There isn’t a lot of data available, so choosing the most appropriate plan can be a difficult decision to make. HSA assets are growing: total accounts grew to 23.4 million at the end of June, 2018, up 11.2% from the same time on year before, according to Devenir, an HSA research firm. Total assets in plans were close to $10 billion. Most of the growth is attributable to employer sponsored HSAs which accounted for 42% of new HSAs opened through June, 2018 also from Devenir research.

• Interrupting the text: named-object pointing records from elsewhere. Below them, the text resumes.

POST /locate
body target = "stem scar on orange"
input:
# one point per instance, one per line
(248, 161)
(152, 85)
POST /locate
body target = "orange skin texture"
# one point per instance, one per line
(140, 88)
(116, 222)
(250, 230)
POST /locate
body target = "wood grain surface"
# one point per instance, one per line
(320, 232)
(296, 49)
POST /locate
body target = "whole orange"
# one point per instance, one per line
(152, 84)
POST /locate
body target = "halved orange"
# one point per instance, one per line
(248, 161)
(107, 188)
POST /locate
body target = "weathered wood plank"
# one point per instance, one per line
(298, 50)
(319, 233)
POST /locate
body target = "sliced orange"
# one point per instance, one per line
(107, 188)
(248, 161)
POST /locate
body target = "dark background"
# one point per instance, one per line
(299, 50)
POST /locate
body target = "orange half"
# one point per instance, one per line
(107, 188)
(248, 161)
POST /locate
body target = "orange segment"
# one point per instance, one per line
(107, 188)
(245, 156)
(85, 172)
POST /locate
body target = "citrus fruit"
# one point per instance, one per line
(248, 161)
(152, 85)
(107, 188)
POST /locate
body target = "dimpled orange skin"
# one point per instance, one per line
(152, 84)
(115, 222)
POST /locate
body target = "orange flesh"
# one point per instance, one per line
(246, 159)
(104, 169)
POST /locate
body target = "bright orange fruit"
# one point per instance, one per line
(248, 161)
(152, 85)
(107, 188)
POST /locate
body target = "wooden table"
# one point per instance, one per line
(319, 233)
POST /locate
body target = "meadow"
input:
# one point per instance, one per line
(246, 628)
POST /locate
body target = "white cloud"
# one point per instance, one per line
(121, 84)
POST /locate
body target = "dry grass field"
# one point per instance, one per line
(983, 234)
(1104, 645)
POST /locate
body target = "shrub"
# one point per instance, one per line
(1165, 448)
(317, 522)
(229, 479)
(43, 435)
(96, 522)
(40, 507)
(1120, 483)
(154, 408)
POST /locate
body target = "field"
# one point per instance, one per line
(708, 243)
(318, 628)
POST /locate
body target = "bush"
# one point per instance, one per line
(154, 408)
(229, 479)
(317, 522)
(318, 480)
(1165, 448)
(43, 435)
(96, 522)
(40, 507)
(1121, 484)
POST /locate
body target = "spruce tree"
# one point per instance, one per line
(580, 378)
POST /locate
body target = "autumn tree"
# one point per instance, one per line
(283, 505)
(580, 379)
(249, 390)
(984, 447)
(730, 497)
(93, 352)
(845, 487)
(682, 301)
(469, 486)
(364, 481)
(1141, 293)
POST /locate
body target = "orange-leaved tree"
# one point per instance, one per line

How do you decide which HSA is best for you? Your employer may offer an HSA with a contribution made on behalf of employees who elect a high deductible health insurance plan. You certainly should enroll in this HSA if eligible so that you will receive that benefit. Depending upon the investments options available in this HSA, you may want to select another HSA for your own contributions. There is no requirement that you use an employer sponsored HSA for your own contributions. If you are a participant in a high deductible plan and don’t have an HSA at work, many financial institutions offer HSAs to eligible individuals and families.
One important variable when selecting an HSA is whether you intend to use funds for current expenses or save them for retirement. Fees vary among HSAs and can be significant. People who expect to spend these accounts should pay special attention to maintenance fees, limited additional fees and reasonable interest rates on deposits. A variety of investment products coupled with maintenance fees will impact an HSA owner saving for retirement. The individuals who view HSAs as investment accounts will have different fees and investment requirements. An HSA can become an integral part of the health care component of a broader financial plan focused on retirement.
in 2019, HSA contribution limits have increased to $3,500 for individuals and $7,000 for families. Maximum catch up contributions for people over age 55 remain at $1,000. Employer contributions are included in these limits. Also, the House passed two HSA-related bills in 2018, but the Senate has yet to vote on them. These bills would expand eligibility, HSA contribution limits and allowable expenses.